Acredito que a China compreende isso fundamentalmente, e os seus líderes têm afirmado repetidamente que a prosperidade nestes países significa prosperidade para a China e vice-versa. Num mundo geopoliticamente frágil e fragmentado, a China precisa do maior número possível de parceiros. Eu diria que o mesmo se aplica a todas as nações do Brics.
A Nova Rota da Seda (Iniciativa Cinturão e Rota) significa uma mudança no eixo financeiro do planeta?
Não necessariamente. O sistema financeiro dos EUA é realmente o único dominante no mundo, em termos de liquidez, amplitude e profundidade. Há um longo caminho a percorrer antes que qualquer nação possa alcançar os EUA em termos da dimensão do seu mercado, da liquidez e do dinamismo do seu mercado de ações, do domínio internacional e da credibilidade da sua moeda, e da segurança percebida dos seus ativos. Demorou mais de 100 anos para construir isso, e a sustentação de um sistema financeiro forte é a vitalidade dos seus negócios e muito pouca intervenção governamental. Qual nação tem essa combinação?

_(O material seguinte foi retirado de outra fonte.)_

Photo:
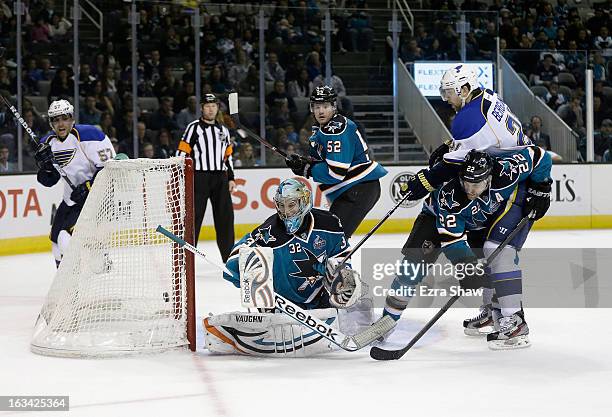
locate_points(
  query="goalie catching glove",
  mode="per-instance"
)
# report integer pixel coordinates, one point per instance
(343, 285)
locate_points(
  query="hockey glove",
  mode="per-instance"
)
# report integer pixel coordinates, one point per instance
(417, 186)
(346, 285)
(437, 155)
(44, 157)
(299, 165)
(80, 193)
(538, 199)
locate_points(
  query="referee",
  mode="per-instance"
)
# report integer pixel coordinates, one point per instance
(208, 142)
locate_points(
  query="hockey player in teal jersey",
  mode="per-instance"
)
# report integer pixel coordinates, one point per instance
(306, 242)
(491, 195)
(340, 162)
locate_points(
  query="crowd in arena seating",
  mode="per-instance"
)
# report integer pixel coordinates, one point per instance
(294, 65)
(549, 43)
(566, 40)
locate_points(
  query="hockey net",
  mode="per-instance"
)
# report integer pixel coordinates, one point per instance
(122, 287)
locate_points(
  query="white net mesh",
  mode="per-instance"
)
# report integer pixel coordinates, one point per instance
(121, 286)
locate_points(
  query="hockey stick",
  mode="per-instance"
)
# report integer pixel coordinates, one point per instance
(182, 243)
(337, 280)
(385, 355)
(348, 343)
(243, 131)
(35, 140)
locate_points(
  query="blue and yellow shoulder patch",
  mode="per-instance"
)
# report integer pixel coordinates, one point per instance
(88, 133)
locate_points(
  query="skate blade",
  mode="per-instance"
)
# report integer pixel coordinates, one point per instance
(482, 332)
(519, 342)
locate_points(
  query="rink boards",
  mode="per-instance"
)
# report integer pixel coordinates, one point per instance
(580, 201)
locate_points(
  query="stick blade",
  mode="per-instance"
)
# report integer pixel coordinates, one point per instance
(233, 103)
(386, 355)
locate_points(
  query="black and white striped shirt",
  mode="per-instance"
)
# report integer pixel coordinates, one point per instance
(209, 145)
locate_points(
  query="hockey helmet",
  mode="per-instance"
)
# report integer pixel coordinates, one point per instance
(455, 78)
(60, 108)
(475, 174)
(210, 98)
(323, 94)
(293, 202)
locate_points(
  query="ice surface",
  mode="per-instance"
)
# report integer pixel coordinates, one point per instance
(567, 371)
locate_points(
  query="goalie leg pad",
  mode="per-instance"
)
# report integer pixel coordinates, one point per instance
(266, 334)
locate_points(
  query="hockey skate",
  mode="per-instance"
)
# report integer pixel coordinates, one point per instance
(484, 323)
(512, 334)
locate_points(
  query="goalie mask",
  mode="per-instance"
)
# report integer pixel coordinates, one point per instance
(293, 202)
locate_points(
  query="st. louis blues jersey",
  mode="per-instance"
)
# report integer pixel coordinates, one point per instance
(456, 214)
(81, 154)
(299, 257)
(485, 123)
(344, 156)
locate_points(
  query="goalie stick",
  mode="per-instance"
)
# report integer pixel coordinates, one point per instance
(35, 140)
(386, 355)
(182, 243)
(348, 343)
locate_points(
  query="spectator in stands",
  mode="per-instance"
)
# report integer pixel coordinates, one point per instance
(106, 123)
(411, 52)
(487, 43)
(571, 113)
(217, 80)
(5, 165)
(165, 147)
(147, 150)
(188, 75)
(188, 114)
(599, 67)
(246, 157)
(272, 69)
(301, 87)
(61, 87)
(86, 80)
(6, 82)
(40, 31)
(89, 114)
(59, 27)
(600, 112)
(163, 118)
(546, 72)
(103, 102)
(536, 135)
(435, 53)
(239, 70)
(249, 87)
(153, 66)
(166, 85)
(360, 31)
(605, 136)
(181, 98)
(279, 95)
(554, 98)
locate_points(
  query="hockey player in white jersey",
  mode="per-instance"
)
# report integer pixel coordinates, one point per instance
(483, 122)
(81, 151)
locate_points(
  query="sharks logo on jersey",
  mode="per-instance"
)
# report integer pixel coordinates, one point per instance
(334, 127)
(447, 199)
(508, 168)
(307, 270)
(265, 235)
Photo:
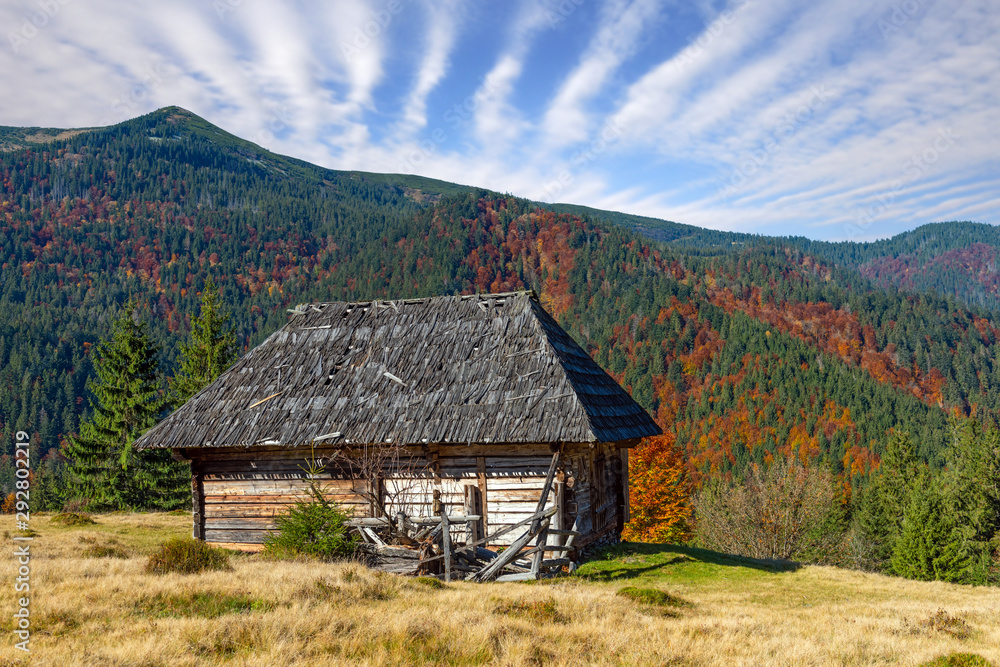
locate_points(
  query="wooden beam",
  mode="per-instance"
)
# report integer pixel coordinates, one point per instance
(197, 502)
(481, 475)
(446, 543)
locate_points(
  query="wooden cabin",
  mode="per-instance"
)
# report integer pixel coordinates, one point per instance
(469, 396)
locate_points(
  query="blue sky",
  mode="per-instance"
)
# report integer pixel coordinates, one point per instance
(846, 119)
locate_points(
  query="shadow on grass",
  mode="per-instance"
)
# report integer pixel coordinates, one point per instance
(629, 560)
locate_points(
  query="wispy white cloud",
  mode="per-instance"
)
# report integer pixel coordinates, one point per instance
(621, 25)
(715, 133)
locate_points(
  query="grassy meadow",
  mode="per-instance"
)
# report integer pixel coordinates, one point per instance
(93, 604)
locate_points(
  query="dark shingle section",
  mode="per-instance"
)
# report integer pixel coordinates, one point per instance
(473, 369)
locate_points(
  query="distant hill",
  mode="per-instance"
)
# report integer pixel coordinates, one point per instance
(957, 259)
(743, 347)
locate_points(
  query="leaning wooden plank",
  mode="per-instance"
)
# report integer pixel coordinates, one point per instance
(446, 543)
(543, 536)
(545, 490)
(495, 566)
(556, 531)
(519, 576)
(375, 539)
(490, 538)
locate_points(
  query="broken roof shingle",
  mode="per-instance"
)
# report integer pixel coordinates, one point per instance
(476, 369)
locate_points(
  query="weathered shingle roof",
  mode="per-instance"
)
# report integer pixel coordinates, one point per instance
(474, 369)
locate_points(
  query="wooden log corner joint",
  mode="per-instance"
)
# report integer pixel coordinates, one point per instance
(468, 436)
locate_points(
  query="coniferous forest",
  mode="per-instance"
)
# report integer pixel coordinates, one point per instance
(873, 367)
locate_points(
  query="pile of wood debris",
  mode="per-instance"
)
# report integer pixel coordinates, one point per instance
(425, 546)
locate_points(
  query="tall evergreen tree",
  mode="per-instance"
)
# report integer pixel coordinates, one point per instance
(878, 520)
(927, 547)
(212, 349)
(127, 401)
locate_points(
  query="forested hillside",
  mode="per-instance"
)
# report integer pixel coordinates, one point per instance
(740, 351)
(957, 259)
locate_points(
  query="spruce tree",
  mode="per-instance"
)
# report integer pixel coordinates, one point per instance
(126, 401)
(879, 517)
(212, 349)
(929, 546)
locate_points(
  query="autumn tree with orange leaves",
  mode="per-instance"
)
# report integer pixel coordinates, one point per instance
(659, 492)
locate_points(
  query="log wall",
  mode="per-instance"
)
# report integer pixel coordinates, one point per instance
(238, 493)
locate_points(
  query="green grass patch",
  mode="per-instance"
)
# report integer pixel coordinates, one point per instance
(539, 611)
(657, 563)
(187, 556)
(959, 660)
(203, 605)
(72, 519)
(944, 623)
(106, 551)
(652, 596)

Você termina o livro abordando um novo paradigma. Você consegue antecipar um pouco aqui, já vislumbrando as mudanças geopolíticas em 2025?
A China vai entrar numa nova era, e o seu caminho depende em grande parte das suas escolhas e não das suas condições fundamentais. Por escolhas quero dizer: pretende dar prioridade às questões sociais ou aos objetivos econômicos? Irá o pragmatismo ainda prevalecer ou outras coisas como ideologia, segurança nacional, desigualdade e controle político? Não é a geopolítica o maior desafio ou a oportunidade, mas sim as decisões econômicas internas que o país decide tomar é que definirão o futuro da China. Externamente – como vimos – a China só se torna melhor ao abraçar novos parceiros e concorrência.
Os investimentos da China no Brasil poderão ser afetados pela mudança de governo nos EUA?
A China aumentou o seu investimento em outras partes do mundo à medida que diminuiu o investimento nos EUA e na Europa. O reajuste é amplo e claro e continuará enquanto o Ocidente persistir na sua agenda protecionista.